Alcuni hanno scritto, nella fretta dei necrologi, che è stato un’icona degli anni Cinquanta. Non è vero, non è stato, sia cronologicamente, sia stilisticamente, così lontano da noi; altri hanno detto che il suo nome è legato unicamente al grande successo de “Il mondo”: anche questo non è vero, o se è vero, lo è solo in parte, perché Jimmy Fontana, morto a settantanove anni nella sua casa romana, aveva legato il suo nome (pseudonimo di Enrico Sbriccoli: era nato a Camerino, nelle Marche, nel 1934) ad altri successi tipici del filone melodico italiano dei mitici Sessanta.
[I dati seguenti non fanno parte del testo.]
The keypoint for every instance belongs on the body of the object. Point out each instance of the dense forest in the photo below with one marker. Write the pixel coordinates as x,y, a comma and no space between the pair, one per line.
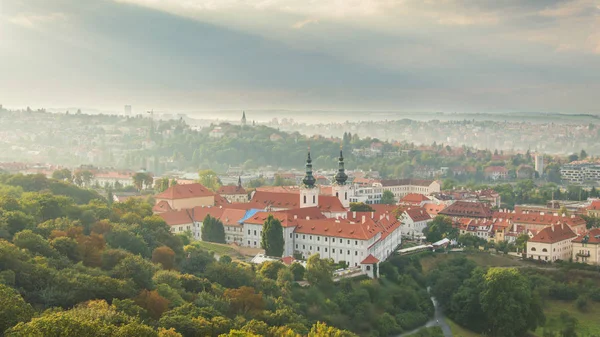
510,302
73,264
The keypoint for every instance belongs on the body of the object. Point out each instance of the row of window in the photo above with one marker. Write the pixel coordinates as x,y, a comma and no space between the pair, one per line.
341,251
325,239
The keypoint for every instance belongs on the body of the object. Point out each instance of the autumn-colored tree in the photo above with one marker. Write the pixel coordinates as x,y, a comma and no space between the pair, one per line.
155,304
244,300
13,309
165,256
322,330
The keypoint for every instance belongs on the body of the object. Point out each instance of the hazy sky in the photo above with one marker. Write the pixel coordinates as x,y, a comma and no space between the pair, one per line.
435,55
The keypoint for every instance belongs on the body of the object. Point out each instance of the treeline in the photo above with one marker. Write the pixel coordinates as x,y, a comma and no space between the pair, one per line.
507,301
74,268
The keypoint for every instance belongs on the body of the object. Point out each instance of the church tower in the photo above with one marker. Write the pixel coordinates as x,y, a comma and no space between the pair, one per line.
309,193
340,189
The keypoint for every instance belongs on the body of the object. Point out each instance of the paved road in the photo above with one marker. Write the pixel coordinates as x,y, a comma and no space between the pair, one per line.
438,320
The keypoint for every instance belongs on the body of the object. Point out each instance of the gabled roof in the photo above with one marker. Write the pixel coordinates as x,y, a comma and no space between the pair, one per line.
231,217
262,199
595,205
161,207
370,260
414,198
260,217
468,209
330,203
539,218
231,190
499,169
185,191
554,234
417,214
174,218
592,236
339,228
406,182
221,201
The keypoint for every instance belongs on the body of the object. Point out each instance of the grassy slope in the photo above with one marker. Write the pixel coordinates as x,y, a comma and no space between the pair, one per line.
589,322
220,249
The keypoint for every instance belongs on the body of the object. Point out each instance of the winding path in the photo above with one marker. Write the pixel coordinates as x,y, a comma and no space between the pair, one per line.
439,319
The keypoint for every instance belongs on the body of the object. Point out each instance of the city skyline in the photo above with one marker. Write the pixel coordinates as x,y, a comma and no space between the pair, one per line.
360,55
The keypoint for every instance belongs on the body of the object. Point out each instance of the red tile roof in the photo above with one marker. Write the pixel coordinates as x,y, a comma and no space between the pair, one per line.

Non dimentichiamo che in uno dei motivi italiani più eseguiti in tutto il pianeta, Giappone compreso, (proprio come il suo grande hit del 1965, “Il mondo”) è quel “Che sarà”, portato al successo a Sanremo dal gruppo dei Ricchi e Poveri e dal cantante portoricano Josè Feliciano nel 1971, c’è anche la sua firma, oltre a quella di Franco Migliacci e Carlo Pes.
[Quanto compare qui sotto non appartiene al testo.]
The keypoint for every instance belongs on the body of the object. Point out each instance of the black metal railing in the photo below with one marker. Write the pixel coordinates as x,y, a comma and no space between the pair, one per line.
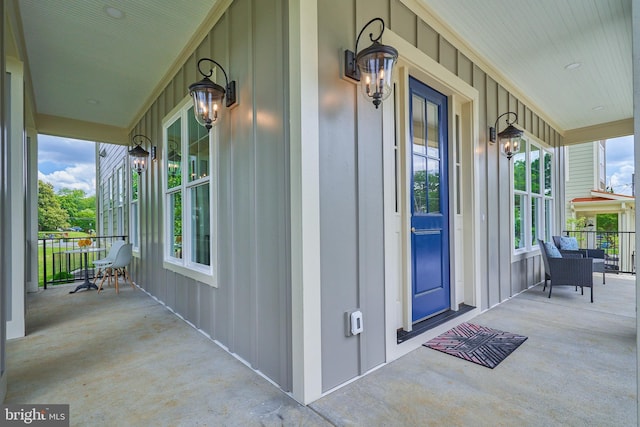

Due successi internazionali, due canzoni che ancora oggi continuano ad avere milioni di esecuzioni in tutto il pianeta, ma non solo: ci sono stati altri motivi interpretati dal cantante marchigiano, strumentista e jazzista in gioventù, che, anche se non sono rimasti nell’immaginario collettivo di un’epoca, hanno però piacevolmente attraversato i Sessanta: “Pensiamoci ogni sera”, ad esempio, o “La mia serenata”, oppure alcune versioni nostrane di successi stranieri, come “Guantanamera”, “La nostra favola” (traduzione del successo del cantante gallese Tom Jones, “Delilah”) o “Per vivere insieme” (cover dell’hit del gruppo statunitense dei Turtles, “Happy together): chilometri e chilometri di mattonelle sono state consumate ballando i lenti che la voce potente, calma ed espressiva di Fontana accompagnava uscendo dai giradischi di plastica.
Jimmy Fontana ha rappresentato una zona necessaria dei Sessanta, funzionale e complementare alle battute più forti e al ritmo più sostenuto degli shake suonati dai Beatles, dai Rolling Stones o dagli Animals. L’altra faccia dei Sessanta era anche questo garbato cantare d’amore non necessariamente sulle nuove note sparate da chitarre elettriche distorte e amplificate oltre i mille watt; non era infatti infrequente la scena di coppie teneramente abbracciate che ballavano un lento sotto la cascata di suoni ghiacci e acidi che avrebbero frantumato un cristallo, e lo stesso Jimi Hendrix suonò dei “lenti”, come si diceva allora, con suoni strappati e volume stratosferico, ascoltate “The wind cries Mary” se non ci credete.
Fontana è stato uno di quelli che avevano tenuto conto delle nuove realtà musicali ma che non avevano cavalcato improvvidamente le mode: una voce forte ma anche calda come la sua non poteva non rimanere sul melodico, ma che melodico: non più quello allusivo o d’imitazione americana dei Cinquanta, ma una tradizione che si rinnovava, che cantava la bellezza del mondo che riusciva anche a consolare di un amore finito (“Il mondo”) celebrava l’amore che chiunque, anche chi non aveva voce, poteva trasformare in una serenata (“La mia serenata”).
Molte parole delle sue canzoni parlarono al posto di timidi ragazzi che non avevano il coraggio di confessare i loro sentimenti e che riuscirono ad esprimerli grazie a quelle garbate dichiarazioni, fatte per interposta persona. Anche questa è stata la magia delle sue canzoni.